Memaki tidak hanya menyebalkan tetapi bisa  juga memberi dampak baik bagi kesehatan seseorang, terutama meningkat kekuatan fisik

Selama ini, meneriakkan kata-kata makian dan umpatan memang bukan kebiasaan baik.

Sebuah penelitian yang dipimpin Richard Stephen, psikolog dari Keele University, Inggris,  meminta sekelompok sukarelawan mengikuti sejumlah uji coba.

Para relawan itu diminta memasukkan tangannya ke ember berisi air es dan bertahan selama yang mereka mampu.

Terkadang mereka diminta untuk mengumpat atau mengucapkan kata netral seperti “kayu” atau “cokelat”.

Hasilnya, ternyata orang yang mengumpat mampu merendam tangan mereka di air es lebih lama, yakni rata-rata sekitar empat puluh detik lebih lama.

Menurut Stephen, mengumpat bisa menjadi bentuk manajemen nyeri, bahkan meningkatkan kekuatan.

Contoh lain yang banyak dialami dalam kehidupan sehari-hari adalah ketika seorang ibu sedang berjuang untuk melahirkan. Tanpa sadar ia akan mengucapkan kata-kata makian yang bisa jadi kasar.

Ketika proses kelahiran usai, biasanya ibu tersebut merasa sangat malu dan meminta maaf kepada dokter dan perawat yang telah dimaki-maki. Ternyata, dokter yang menangani persalinan sudah biasa menghadapi hal-hal semacam itu dan menganggapnya normal.

“Memaki sepertinya memang meningkatkan rasa toleransi tubuh pada rasa sakit,” kata Stephen.

Memaki juga diketahui memiliki efek pada tubuh manusia.

Studi tahun 2011 menunjukkan, meneriakkan kata-kata yang dianggap kasar seperti “f**ck” merupakan reaksi emosi tersembunyi seseorang.

Hal ini akan meningkatkan daya konduksi  atau hantaran di kulit.

Mengumpat juga dianggap sebagai bahasa emosi dasar, dan diduga diatur oleh bagian otak ketika emosi meningkat.

Terkadang, ketika semua kata tak mampu mengekspresikan perasaan, kata-kata kotor sering yang muncul.

Kata-kata makian yang keluar  seringkali muncul saat mereka marah, frustasi, atau sebal.

Untuk menghindarinya, menahan diri saat marah, misalnya dengan mengambil nafas dalam atau menghitung sampai sepuluh.

Kita juga bisa mengajarkan anak untuk menuliskan perasaannya dalam bentuk kalimat.

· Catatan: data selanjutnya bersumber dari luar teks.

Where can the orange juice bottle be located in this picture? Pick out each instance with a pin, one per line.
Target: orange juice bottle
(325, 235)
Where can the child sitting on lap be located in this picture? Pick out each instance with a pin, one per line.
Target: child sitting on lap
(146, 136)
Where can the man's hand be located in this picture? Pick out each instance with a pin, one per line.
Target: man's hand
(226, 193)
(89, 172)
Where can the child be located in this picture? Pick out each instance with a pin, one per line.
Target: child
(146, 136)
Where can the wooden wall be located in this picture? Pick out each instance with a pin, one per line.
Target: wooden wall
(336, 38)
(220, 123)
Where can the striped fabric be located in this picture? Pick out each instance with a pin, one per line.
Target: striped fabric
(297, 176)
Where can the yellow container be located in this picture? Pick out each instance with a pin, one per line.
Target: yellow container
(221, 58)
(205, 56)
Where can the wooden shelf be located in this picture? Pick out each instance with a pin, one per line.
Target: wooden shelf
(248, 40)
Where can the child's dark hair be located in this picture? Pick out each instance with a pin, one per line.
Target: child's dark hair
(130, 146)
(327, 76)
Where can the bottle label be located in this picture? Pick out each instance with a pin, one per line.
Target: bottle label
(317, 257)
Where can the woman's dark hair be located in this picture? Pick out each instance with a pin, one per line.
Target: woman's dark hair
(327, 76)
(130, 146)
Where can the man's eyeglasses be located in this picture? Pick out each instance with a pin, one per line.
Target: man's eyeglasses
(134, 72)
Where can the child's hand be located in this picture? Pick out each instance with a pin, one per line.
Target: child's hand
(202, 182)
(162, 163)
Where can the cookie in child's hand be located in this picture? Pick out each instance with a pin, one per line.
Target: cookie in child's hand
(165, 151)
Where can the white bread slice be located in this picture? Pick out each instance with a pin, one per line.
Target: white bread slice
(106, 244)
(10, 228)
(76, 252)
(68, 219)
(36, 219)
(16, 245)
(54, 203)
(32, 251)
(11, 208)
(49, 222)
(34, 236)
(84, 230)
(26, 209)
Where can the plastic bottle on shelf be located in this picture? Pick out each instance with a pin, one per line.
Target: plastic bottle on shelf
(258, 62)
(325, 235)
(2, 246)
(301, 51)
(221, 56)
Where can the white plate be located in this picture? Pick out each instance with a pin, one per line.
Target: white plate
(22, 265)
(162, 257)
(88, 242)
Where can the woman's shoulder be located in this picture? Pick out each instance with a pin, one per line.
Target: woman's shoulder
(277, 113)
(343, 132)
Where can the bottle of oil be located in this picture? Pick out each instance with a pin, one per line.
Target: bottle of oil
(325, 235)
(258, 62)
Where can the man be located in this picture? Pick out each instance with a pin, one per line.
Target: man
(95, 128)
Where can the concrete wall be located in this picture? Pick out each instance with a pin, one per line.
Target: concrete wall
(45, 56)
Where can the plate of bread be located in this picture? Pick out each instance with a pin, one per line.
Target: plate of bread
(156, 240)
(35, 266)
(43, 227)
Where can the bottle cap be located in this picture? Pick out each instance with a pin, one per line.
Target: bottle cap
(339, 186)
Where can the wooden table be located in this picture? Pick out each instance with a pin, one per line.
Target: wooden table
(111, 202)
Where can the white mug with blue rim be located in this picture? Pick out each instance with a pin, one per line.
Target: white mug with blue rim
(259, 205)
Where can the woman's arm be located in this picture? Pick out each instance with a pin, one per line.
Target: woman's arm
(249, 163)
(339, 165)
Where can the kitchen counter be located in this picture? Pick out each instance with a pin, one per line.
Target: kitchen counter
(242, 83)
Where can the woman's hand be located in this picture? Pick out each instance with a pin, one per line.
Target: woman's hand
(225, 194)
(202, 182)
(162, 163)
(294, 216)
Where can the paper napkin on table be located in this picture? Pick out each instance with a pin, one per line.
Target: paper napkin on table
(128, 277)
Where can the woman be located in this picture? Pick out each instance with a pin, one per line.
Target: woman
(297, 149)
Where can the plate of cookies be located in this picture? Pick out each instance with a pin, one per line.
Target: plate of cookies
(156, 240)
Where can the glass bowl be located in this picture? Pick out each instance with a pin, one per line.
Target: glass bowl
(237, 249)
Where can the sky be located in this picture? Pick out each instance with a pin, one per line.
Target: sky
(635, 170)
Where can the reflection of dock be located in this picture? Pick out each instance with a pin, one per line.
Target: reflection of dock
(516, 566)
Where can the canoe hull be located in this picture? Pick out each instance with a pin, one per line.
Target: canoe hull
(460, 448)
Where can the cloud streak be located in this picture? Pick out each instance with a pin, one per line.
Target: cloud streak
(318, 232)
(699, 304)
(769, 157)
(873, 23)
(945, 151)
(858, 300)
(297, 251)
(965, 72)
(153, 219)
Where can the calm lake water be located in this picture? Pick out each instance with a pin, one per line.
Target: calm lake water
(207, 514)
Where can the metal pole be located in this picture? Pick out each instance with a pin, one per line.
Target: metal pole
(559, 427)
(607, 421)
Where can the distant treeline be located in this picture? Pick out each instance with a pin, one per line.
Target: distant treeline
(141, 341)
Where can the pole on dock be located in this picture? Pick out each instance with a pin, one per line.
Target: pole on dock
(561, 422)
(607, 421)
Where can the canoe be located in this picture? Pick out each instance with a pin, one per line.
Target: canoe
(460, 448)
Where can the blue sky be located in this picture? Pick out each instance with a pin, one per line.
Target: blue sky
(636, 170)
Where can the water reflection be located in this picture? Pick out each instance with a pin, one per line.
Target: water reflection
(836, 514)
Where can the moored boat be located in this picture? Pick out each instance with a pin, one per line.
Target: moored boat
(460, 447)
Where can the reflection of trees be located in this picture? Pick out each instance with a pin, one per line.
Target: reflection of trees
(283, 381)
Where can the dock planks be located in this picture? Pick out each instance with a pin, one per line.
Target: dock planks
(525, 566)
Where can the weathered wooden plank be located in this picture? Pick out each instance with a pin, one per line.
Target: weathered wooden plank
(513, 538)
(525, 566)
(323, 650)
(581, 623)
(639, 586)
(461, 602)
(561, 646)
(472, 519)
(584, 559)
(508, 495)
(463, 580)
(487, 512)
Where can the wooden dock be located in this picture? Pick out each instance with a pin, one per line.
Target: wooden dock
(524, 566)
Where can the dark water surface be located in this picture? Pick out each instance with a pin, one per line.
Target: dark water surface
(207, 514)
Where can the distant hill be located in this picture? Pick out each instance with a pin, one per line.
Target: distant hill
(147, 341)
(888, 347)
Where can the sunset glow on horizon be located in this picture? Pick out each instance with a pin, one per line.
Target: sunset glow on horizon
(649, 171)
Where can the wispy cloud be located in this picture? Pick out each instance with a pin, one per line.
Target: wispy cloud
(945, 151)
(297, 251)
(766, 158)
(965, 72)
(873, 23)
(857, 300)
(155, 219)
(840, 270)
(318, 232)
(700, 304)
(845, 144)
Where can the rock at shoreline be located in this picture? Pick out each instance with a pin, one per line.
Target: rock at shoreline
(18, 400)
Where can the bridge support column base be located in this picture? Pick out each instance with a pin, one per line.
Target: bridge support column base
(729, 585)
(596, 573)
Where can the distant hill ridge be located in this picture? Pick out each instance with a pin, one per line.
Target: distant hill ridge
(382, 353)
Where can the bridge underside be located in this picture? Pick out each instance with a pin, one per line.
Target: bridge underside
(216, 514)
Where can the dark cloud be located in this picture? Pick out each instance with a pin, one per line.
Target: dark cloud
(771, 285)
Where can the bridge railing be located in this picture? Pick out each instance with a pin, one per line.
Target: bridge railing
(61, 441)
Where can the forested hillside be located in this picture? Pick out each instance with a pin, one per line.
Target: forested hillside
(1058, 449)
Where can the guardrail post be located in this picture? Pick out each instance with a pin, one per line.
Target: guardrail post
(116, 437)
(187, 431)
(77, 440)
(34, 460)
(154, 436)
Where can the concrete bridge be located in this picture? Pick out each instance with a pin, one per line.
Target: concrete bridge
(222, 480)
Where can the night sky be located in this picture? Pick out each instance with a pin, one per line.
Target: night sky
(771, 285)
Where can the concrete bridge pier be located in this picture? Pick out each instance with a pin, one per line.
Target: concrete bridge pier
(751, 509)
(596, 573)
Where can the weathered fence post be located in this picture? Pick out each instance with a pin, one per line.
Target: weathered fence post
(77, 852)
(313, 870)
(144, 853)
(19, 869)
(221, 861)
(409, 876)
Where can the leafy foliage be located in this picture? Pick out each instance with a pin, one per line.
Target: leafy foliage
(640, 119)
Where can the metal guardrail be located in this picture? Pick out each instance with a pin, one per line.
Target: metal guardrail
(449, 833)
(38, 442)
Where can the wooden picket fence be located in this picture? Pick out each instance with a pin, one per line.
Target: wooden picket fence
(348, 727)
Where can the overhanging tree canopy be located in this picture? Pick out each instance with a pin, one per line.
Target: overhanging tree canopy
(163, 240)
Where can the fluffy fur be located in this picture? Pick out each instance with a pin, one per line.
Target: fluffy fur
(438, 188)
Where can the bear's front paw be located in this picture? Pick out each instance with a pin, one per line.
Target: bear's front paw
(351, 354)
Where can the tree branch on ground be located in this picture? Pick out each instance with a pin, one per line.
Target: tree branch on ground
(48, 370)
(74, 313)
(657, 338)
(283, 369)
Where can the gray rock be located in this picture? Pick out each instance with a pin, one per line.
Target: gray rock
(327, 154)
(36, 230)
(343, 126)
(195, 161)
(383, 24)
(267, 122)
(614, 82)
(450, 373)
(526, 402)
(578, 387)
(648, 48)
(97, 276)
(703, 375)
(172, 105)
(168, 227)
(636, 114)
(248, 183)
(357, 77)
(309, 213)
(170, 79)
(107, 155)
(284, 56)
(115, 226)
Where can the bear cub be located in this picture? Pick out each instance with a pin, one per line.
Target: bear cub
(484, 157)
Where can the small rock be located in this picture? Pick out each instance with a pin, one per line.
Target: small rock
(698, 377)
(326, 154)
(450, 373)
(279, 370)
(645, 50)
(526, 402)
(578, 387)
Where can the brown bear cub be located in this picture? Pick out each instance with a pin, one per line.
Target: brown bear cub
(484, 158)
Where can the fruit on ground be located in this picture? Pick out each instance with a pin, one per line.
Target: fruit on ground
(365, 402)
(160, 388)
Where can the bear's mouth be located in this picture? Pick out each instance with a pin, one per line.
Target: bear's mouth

Misalnya “Saya marah karena..”

Bagian ini kita sebenarnya sudah banyak belajar.

Orang-orang Jawa yang menganggap kata “bajingan” sebagai kata kasar, sering mengubahnya menjadi bajigur atau kata “anjing” menjadi anjrit.

Nah hal yang sama bisa kita terapkan untuk anak kita.

Jadi bila anak Anda mengucapkan kata kasar tertentu, koreksilah dan ingatkan untuk menggunakan kata lain yang tidak berkonotasi kasar atau menghina.

Mendengar kata kasar di depan umum atau di depan saudara-saudara kita memang akan membuat kita malu.

Tapi disarankan agar kita tidak bereaksi berlebihan dengan menyentil mulutnya atau meneriaki misalnya.

Anda cukup menegurnya, dan menanyakan apakah dia tahu arti kata itu.

Lalu jelaskan bahwa kata itu memiliki makna yang tidak baik, dan dapat menyakiti hati orang yang dipanggil dengan sebutan tersebut.

Tegaskan lagi soal kesepakatan untuk tidak menggunakan kata-kata tertentu yang tidak baik.

Dengan menetapkan aturan dan konsisten mematuhinya, kita akan bisa menghilangkan kata-kata kasar dari mulut buah hati kita, sekaligus juga dari mulut kita.